Kindly give some info and correct me, if i am wrong.
I cannot say that HITOGRAM is always better than FIND NUMBER performance wise.
For scenarios other than the simple existence check (counting, complex criteria, multiple-millions of records, etc, etc) you would have to define what you are trying to achieve more specifically.
The general answer would be "it depends" - it depends on what your environment - data, processing, application, etc.
For a simple existence check, we generally use the FIND NUMBER as a first choice:
- it is easier to code
- it allows add complex criteria (AND, OR, etc)
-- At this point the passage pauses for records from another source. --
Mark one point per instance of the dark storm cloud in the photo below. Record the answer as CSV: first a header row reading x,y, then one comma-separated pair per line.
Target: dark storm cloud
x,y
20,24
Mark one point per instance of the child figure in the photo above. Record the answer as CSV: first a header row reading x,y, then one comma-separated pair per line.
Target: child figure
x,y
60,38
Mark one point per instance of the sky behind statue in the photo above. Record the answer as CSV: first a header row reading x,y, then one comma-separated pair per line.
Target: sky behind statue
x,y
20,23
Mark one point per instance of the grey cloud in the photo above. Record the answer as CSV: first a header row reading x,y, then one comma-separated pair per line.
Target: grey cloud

We will use a HISTOGRAM in an existence check to
- check a range of values such as might be found with a reverse date index (find most recent record for this key starting from datevalue)
- count a range of values
- check values involving PE's (that is descriptors on a PE element or superdescriptors with a PE element component)
The FIND NUMBER does result in a write to WORK(Adabas component) and may be a overhead sometimes.
Performance for both commands is nearly always "good enough".
Moreover if you really want to see what commands are issued to ADABAS, write a simple code with both these statements and issue TESTDBLOG command.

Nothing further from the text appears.